Comme toutes les semaines, nous accueillons Jenny Raflik, professeure d'Histoire à l'Université de Nantes pour sa carte blanche de la PFUE.
Désormais, alors que les troupes russes sont toujours massées à la frontière ukrainienne, les services de renseignements américains évoquent la possibilité d’une opération militaire imminente. Dans ce contexte tendu, Emmanuel Macron s’est rendu cette semaine à Moscou et à Kiev. Est-ce que l’Europe reprend la main dans le conflit ukrainien ?
La France et l’Allemagne tentent inlassablement de relancer leur médiation dans le conflit. Le voyage d’Emmanuel Macron cette semaine, à Moscou et à Kiev, est à lire dans cette perspective. Le président français s’est arrêté sur le chemin, à Berlin, pour s’entretenir avec le chancelier allemand. Les Européens ne cessent de plaider pour une médiation européenne. Mais ils se heurtent aux principaux acteurs de cette crise, et en particulier aux Russes.
Justement : pourquoi la Russie veut-elle écarter les Européens de la gestion de la crise ?
La Russie mène une politique de puissance, à deux échelles.
Le premier est régional. La Russie est en train de reconstituer son aire d’influence sur le monde russophone et sur la plupart des anciennes républiques soviétiques, en l’occurrence, l’Ukraine, la Biélorussie et les pays du Caucase.

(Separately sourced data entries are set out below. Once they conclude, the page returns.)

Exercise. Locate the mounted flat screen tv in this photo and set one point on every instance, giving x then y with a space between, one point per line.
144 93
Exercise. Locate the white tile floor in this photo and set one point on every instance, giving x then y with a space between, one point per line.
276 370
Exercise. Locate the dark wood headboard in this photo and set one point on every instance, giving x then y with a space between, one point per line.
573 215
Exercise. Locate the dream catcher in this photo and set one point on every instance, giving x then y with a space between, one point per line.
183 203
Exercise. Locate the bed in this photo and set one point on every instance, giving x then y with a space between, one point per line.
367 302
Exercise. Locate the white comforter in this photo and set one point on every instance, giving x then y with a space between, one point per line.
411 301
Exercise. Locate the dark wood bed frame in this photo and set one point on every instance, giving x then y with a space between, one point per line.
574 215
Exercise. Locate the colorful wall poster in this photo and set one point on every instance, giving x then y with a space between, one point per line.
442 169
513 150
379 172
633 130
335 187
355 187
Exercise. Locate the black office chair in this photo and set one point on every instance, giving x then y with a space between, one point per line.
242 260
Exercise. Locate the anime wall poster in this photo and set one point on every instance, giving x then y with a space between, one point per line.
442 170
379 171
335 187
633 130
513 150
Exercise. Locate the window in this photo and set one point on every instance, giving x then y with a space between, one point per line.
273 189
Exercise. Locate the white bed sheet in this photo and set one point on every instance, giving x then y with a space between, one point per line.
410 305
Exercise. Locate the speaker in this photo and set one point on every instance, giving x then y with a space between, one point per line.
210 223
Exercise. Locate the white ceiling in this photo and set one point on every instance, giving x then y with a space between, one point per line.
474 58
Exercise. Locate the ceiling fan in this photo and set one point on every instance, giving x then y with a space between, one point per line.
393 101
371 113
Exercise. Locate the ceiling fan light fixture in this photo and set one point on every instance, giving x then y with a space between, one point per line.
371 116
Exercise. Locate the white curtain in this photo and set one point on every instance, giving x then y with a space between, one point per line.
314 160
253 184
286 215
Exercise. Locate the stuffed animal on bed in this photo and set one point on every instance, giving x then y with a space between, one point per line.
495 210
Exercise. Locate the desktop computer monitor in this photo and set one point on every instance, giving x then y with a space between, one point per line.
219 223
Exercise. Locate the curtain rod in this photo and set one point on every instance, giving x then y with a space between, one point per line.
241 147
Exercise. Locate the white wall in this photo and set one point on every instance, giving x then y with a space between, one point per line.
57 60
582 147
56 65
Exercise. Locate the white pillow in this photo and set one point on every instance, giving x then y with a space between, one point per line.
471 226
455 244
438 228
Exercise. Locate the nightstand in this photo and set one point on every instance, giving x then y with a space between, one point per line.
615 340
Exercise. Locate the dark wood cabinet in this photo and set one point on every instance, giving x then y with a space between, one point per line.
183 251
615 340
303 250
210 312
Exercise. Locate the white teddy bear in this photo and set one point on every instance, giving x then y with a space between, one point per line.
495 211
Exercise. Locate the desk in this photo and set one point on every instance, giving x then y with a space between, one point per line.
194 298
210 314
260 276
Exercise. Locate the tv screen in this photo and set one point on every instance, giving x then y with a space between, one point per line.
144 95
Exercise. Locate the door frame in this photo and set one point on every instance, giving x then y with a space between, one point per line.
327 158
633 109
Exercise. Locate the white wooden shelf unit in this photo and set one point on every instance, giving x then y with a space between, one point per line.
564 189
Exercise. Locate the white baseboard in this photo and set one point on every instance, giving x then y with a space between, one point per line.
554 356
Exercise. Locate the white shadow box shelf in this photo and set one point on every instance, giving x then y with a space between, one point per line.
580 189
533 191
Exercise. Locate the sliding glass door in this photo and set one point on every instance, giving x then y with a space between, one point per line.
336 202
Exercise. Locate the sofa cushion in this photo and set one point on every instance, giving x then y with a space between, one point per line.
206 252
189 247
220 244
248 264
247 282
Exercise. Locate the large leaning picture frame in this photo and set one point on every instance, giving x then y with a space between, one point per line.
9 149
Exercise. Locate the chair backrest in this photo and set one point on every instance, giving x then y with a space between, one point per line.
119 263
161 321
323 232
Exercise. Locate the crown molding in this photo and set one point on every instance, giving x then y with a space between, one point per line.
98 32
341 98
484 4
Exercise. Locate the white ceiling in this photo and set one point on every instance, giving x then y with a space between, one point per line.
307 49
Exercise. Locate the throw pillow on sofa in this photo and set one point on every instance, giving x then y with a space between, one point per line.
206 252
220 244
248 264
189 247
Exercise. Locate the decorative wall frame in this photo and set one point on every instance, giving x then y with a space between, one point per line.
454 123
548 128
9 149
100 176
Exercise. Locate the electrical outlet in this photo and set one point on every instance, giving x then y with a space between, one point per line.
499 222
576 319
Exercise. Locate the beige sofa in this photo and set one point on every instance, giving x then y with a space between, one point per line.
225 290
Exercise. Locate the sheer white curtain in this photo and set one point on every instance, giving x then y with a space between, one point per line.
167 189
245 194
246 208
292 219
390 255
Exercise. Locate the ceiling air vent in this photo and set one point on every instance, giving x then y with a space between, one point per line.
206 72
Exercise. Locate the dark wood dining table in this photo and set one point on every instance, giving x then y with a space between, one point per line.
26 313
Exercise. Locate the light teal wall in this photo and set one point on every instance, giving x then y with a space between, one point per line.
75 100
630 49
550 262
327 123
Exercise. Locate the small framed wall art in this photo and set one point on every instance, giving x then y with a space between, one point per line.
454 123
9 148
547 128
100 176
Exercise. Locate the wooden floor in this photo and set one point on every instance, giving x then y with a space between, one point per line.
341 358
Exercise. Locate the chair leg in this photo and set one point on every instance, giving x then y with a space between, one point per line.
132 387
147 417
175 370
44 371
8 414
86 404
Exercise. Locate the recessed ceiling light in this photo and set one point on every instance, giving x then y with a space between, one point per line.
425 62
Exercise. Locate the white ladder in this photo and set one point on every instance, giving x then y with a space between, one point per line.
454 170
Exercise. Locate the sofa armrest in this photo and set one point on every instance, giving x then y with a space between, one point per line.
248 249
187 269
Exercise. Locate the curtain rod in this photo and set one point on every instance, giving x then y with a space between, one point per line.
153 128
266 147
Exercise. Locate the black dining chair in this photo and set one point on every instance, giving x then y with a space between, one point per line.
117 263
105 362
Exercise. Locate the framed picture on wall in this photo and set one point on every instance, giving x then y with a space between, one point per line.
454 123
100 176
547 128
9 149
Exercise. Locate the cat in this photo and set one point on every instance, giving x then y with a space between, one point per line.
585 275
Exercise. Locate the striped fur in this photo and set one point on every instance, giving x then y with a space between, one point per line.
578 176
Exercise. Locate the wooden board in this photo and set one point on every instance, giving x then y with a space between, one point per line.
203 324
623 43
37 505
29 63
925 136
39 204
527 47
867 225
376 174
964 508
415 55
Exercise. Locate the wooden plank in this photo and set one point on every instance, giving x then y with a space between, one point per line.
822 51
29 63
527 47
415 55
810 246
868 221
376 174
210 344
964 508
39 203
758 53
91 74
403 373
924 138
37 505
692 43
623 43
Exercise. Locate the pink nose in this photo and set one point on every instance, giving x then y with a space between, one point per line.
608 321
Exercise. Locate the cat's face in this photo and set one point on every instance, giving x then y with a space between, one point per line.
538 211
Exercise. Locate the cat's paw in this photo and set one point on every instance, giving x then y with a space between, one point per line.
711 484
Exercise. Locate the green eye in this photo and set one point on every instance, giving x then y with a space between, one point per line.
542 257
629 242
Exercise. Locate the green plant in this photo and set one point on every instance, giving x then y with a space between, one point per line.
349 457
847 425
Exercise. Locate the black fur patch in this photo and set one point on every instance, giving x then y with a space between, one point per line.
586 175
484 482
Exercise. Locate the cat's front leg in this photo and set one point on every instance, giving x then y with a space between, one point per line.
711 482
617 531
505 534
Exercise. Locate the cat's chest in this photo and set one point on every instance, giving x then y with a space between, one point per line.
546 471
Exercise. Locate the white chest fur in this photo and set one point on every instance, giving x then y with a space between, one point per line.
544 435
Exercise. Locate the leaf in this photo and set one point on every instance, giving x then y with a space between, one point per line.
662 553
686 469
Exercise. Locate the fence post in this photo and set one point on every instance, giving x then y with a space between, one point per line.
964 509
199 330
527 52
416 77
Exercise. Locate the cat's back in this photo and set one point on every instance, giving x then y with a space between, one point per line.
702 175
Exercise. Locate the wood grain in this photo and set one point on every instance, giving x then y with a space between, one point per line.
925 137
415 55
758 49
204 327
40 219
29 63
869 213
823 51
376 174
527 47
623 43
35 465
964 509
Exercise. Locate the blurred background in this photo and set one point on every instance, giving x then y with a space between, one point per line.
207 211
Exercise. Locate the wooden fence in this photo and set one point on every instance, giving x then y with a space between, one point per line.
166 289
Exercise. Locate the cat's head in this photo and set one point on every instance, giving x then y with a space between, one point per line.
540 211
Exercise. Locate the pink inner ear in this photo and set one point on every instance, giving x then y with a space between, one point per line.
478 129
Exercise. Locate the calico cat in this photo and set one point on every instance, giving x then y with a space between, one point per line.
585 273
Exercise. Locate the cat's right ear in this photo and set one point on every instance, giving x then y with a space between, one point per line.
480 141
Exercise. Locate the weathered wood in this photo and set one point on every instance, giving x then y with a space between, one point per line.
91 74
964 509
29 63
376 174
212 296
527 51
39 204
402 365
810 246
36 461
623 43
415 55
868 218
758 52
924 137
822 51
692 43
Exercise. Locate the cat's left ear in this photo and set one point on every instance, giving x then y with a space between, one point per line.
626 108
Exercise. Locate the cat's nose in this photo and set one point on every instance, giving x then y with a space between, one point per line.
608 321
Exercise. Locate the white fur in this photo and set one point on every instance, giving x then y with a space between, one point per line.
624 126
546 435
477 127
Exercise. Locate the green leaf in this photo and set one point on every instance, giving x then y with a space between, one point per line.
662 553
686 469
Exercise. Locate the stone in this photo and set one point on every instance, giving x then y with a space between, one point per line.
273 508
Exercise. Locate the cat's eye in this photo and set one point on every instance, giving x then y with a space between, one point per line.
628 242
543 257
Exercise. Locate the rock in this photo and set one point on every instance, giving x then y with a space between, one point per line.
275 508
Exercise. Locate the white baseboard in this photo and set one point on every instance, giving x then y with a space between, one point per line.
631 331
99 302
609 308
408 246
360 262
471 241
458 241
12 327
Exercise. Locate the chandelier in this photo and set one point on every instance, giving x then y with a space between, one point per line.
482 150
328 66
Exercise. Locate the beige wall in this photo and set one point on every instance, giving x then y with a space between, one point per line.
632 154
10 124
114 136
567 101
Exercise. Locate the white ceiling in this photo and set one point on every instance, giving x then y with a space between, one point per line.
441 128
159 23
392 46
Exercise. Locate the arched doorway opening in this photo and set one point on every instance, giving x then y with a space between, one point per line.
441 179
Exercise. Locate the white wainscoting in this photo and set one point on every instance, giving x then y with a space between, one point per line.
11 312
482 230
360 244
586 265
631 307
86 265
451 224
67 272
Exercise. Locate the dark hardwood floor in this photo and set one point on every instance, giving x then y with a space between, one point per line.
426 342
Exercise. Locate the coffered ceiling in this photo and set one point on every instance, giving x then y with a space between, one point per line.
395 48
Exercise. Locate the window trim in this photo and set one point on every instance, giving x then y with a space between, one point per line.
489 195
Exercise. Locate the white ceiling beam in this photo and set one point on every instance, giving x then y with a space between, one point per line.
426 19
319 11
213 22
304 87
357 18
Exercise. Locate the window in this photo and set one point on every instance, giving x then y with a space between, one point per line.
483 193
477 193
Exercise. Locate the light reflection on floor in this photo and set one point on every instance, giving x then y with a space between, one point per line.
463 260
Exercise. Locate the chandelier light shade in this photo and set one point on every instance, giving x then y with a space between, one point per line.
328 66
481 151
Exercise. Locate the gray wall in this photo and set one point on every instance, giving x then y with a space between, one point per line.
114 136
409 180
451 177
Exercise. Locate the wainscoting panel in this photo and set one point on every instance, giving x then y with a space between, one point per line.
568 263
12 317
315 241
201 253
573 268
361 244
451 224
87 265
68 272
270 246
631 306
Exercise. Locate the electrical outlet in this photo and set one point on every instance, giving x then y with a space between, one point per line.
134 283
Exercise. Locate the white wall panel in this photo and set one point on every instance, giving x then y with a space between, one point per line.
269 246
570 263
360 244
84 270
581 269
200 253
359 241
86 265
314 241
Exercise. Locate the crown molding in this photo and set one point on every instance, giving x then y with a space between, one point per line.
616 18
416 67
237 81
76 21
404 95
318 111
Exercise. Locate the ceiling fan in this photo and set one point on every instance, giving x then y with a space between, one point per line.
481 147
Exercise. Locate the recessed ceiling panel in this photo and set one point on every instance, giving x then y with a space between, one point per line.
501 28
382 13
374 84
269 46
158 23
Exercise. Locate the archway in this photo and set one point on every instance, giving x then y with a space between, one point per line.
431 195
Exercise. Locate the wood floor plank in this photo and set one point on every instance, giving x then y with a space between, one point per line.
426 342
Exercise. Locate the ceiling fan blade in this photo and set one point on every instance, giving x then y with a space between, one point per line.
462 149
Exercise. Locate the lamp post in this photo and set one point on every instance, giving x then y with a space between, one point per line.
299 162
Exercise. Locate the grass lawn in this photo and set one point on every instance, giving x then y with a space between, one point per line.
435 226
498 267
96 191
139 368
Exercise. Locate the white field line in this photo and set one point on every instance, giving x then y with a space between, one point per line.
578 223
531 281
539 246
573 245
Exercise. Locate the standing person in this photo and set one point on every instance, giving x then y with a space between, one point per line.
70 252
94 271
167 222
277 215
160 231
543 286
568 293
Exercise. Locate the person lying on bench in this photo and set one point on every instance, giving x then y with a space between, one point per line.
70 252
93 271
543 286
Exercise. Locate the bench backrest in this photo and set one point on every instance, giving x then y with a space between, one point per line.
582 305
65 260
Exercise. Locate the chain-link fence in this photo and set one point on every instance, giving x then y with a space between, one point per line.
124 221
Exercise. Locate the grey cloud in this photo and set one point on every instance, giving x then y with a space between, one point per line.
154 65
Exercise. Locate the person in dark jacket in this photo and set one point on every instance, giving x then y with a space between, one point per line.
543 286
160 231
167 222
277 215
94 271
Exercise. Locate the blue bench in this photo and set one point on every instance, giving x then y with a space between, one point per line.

Parallèlement, la Russie veut être reconnue comme une puissance mondiale. Et pour asseoir son statut international, elle préfère traiter directement avec ceux qu’elle considère comme ses égaux, à savoir les Etats-Unis. Comme au temps de la guerre froide, elle privilégie un dialogue bilatéral qui lui donne cette stature mondiale. Ce qui, par voie de conséquence, rejette l’Union européenne au rang de puissance régionale.
Mais pourtant, ce sont les relations entre l’Ukraine et l’Union européenne qui ont déclenché la crise. N’est-ce pas ?
Oui, et cela semble être le grand paradoxe. Rappelons brièvement les étapes de la crise. Premier round : en 2013, un accord d’association devait être signé entre l’Union européenne et l’Ukraine. La Russie décide, pour l’empêcher, de faire pression sur le gouvernement ukrainien, notamment en augmentant les prix du gaz. Face à ces pressions, fin novembre 2013, Kiev refuse l’accord avec l’U. Cela provoque les grandes manifestations pro-européennes de la place Maïdan, et la fuite du président Ianoukovitch en février 2014.
Second round : la Russie, refuse de reconnaître le nouveau gouvernement ukrainien. Elle annexe la Crimée et soutient les séparatistes du Donbass, cette province industrielle de l’Est de l’Ukraine. Le conflit au Donbass a déjà fait plus de 14 000 morts. La Russie nie toute implication, et préfère parler de guerre civile. Mais son soutien aux séparatistes ne fait guère débat. Ce sont donc effectivement les relations avec l’Union européenne qui semblent à l’origine de la crise.
Par ailleurs, ce sont bien les Européens, à nouveau, et non les Américains, qui sont les partenaires commerciaux des Russes, notamment pour l’énergie ?
Oui, la Russie est le premier fournisseur d’hydrocarbures de l’Union européenne. Elle représente 40 % de nos importations, et 19 % de notre consommation à l’échelle de l’Union. La Russie est aussi le deuxième fournisseur de pétrole, avec 20 % des importations européennes et 16 % de sa consommation. L’Union est donc fortement dépendante de la Russie en la matière.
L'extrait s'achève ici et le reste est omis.